In the card game Set, each card features a number of shapes, with four attributes:
Number: The number of shapes is 1, 2, or 3. Color: Each shape is red, purple, or green. Shape: Each shape is oval, diamond, or squiggle. Shading: Each shape is hollow, shaded, or striped.
There is exactly one card for each possible combination of attributes.
In the game, several of the cards are dealt out, and the goal is to find a set. A set is formed by three cards, where for each attribute, either all three cards are the same, or all three cards are different.
When three cards form a set, we can also count the number of attributes for which all three cards are the same.

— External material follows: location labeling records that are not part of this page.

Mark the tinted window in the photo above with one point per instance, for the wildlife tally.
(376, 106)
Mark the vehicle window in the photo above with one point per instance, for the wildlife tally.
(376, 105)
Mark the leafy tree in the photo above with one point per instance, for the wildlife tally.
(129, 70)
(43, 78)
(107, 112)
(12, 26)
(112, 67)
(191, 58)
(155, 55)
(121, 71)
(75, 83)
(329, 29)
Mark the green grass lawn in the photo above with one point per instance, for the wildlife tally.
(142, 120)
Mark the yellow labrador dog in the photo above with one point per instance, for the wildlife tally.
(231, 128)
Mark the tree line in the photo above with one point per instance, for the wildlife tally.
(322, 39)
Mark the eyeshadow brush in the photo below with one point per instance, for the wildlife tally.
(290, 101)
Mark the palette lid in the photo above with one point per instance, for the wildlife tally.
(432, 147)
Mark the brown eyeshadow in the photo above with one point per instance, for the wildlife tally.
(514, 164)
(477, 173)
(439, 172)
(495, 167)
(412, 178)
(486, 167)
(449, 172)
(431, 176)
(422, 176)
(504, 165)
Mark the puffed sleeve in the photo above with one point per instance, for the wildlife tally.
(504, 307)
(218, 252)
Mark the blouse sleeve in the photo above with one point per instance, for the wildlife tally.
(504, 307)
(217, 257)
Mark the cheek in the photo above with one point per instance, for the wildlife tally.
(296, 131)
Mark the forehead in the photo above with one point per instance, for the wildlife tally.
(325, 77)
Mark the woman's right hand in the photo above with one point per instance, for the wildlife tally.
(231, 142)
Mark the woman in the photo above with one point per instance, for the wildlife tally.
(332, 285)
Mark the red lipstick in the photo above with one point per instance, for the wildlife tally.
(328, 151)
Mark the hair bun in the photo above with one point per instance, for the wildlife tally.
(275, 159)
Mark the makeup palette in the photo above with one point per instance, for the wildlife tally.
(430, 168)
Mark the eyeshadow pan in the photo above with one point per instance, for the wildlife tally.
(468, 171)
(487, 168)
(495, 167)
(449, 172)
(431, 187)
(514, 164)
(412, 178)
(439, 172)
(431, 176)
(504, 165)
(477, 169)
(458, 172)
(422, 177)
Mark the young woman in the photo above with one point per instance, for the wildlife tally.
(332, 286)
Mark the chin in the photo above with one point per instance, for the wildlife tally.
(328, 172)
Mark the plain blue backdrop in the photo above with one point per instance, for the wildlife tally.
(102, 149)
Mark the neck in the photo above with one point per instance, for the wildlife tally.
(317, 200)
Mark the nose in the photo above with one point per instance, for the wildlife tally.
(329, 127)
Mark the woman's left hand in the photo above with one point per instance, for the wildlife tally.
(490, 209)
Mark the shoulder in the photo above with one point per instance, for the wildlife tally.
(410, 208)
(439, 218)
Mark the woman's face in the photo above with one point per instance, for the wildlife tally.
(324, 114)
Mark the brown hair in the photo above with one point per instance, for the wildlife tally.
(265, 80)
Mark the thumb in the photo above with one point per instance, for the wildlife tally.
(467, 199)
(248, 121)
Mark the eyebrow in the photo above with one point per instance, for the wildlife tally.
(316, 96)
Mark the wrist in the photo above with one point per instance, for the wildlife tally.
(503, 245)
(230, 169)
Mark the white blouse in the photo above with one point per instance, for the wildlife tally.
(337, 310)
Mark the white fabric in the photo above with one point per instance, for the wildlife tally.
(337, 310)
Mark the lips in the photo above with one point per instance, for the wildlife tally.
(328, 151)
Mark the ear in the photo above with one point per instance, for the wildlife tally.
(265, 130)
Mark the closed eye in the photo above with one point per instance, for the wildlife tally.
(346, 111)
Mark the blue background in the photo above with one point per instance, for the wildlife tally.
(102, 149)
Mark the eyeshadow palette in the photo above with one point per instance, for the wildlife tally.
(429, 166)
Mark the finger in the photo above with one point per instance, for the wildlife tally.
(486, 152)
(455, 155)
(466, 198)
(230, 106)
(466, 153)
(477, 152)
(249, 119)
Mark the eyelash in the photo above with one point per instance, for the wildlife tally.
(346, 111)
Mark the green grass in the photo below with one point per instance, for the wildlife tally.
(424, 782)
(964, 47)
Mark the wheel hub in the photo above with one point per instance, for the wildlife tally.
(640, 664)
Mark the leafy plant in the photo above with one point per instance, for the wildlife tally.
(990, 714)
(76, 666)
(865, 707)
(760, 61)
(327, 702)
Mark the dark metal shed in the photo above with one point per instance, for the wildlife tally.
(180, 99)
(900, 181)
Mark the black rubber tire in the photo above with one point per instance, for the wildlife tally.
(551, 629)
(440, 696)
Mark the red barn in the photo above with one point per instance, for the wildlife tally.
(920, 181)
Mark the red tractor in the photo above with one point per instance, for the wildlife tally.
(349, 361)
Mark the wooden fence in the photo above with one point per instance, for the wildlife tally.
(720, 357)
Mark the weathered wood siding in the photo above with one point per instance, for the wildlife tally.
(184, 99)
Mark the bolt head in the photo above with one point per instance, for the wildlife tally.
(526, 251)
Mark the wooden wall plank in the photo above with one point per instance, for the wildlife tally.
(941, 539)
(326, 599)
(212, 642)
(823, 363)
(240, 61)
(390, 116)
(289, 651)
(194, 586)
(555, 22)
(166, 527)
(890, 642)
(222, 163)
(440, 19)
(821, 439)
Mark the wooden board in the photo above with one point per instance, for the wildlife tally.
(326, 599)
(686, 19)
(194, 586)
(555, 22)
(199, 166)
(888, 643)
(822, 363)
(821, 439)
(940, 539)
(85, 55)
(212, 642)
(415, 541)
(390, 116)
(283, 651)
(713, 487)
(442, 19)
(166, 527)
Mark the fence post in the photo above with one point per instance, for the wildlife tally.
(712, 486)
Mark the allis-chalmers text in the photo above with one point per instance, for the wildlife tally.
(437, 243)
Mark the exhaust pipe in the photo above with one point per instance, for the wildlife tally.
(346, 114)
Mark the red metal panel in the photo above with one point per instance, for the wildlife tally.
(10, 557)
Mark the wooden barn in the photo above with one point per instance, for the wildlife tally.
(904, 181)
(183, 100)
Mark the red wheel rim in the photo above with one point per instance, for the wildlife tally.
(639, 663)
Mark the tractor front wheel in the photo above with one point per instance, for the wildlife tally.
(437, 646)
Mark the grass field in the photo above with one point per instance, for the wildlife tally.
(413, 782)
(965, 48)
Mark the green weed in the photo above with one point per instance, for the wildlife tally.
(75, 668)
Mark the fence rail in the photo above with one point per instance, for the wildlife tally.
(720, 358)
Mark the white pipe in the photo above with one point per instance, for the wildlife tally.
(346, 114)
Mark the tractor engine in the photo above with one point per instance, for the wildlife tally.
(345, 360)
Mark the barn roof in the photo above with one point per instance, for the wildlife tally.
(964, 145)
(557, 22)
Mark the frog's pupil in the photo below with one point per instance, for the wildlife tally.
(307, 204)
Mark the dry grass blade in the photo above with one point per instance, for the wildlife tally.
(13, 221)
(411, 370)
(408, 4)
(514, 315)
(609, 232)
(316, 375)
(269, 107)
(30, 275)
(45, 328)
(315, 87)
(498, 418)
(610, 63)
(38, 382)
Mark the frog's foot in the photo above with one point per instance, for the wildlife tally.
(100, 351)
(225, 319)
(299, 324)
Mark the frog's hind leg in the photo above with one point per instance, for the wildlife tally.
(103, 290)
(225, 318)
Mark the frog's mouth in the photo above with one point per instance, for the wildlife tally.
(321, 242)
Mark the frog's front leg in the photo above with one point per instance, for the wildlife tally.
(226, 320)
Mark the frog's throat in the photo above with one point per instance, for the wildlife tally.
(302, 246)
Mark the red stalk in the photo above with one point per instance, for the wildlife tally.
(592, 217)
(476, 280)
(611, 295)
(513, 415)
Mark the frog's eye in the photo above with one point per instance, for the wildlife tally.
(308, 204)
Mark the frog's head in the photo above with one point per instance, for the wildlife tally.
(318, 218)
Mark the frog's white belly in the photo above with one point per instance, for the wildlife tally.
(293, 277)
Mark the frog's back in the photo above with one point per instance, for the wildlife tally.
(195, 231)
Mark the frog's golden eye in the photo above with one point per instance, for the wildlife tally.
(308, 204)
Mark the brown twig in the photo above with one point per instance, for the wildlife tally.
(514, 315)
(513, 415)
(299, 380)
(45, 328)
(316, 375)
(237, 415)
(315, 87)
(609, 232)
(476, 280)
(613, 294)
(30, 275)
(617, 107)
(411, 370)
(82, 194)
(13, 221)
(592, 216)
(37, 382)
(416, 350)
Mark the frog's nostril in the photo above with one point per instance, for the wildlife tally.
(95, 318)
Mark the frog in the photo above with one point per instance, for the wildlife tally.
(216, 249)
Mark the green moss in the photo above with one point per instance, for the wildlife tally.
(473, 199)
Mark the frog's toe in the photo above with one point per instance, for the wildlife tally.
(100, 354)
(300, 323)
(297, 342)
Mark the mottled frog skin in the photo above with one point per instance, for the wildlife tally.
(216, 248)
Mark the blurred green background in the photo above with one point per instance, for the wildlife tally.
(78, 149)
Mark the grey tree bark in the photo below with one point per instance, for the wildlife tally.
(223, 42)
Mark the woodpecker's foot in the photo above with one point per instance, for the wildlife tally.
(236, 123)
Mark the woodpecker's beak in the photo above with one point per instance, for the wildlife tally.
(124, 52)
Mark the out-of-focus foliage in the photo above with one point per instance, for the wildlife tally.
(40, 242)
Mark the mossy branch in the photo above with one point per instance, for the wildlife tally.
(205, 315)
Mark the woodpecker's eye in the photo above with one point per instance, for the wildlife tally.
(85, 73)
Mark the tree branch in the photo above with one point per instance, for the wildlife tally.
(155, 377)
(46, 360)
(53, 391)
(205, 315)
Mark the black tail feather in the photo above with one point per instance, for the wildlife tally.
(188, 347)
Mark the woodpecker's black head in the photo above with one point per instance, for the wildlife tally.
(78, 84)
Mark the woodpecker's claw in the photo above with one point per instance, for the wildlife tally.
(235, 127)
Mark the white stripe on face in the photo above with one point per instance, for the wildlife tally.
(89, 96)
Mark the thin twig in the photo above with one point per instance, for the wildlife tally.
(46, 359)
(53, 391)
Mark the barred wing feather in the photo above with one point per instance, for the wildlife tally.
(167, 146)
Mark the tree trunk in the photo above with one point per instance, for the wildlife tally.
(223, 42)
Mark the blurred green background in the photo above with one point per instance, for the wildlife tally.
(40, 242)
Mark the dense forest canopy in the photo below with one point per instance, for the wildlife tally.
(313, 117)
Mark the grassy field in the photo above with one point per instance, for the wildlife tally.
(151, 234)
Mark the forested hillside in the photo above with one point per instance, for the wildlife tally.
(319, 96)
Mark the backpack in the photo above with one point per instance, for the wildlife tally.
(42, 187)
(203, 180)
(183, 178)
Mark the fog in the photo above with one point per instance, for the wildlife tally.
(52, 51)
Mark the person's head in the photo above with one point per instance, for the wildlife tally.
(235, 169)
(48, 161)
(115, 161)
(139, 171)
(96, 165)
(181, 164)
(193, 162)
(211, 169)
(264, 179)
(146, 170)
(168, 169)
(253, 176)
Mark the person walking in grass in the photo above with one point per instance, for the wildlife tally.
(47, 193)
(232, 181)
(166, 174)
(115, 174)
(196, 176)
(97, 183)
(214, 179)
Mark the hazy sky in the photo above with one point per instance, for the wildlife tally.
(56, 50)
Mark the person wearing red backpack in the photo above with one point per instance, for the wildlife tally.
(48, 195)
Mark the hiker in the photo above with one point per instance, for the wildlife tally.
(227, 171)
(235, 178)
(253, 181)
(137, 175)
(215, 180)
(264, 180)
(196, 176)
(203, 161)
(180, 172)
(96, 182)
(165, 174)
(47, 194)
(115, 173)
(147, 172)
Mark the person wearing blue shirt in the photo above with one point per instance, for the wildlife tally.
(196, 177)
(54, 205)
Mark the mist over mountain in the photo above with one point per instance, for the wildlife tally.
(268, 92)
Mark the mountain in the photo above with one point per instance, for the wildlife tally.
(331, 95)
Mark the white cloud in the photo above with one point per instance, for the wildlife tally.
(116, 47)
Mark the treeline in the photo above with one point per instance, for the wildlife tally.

Problem: (a) How many cards are in a complete deck of Set?
(b) How many unique sets are there?
(c) Find the number of sets where all three cards are the same for exactly $0$ attributes.
(d) Find the number of sets where all three cards are the same for exactly $1$ attribute.
(e) Find the number of sets where all three cards are the same for exactly $2$ attributes.
(f) Find the number of sets where all three cards are the same for exactly $3$ attributes.
My attempt
(a) $3^4=\boxed{81}$. Since there are 4 different attributes and 3 different choices for each one. $3\cdot3\cdot3\cdot3=81$
(b) $\dfrac{C(81,2)}{3}=\boxed{1080}$. We know 81 is the total number of cards(part a). We also know that there is exactly one out of any two cards that will make a set, so you get $\dbinom{81}{2}$, which is 3240. Then, you have to divide by 3 because you overcounted, so the answer is $\dfrac{3240}{3}=\boxed{1080}$
(c) $\dfrac{81\cdot16\cdot1}{6}=\boxed{216}$.We know that there could only be 81 ways to choose the first one, while there could only be $2^4=16$ cards for the second one because you already chose one of each attribute, which means 2 things you can choose for each attribute. A similar thing happens with the last card, which is $1^4=1$. Then, you multiply them:$81\cdot16\cdot1$. After that, you have to make up for overcounting, so you divide $81\cdot16\cdot1$ by $3!=6$, and you get $\boxed{216}$.
(over here I am not sure about the "$2\cdot2^4=32$" part)
(d) $\dfrac{81\cdot32\cdot1}{6}=\boxed{432}$. Again, like part c, we start with 81 ways. The second one is different. Since this time the cards could be the same for one attribute, then there are $2\cdot2^4=32$ combinations. Then, the last one has only one way. Again we make up for overcounting by $3!$. So after you multiply $81\cdot32\cdot1$ and divide that by $6$ you get 432
For the (e) and (f) parts, I have no inkling about what to do. Please help!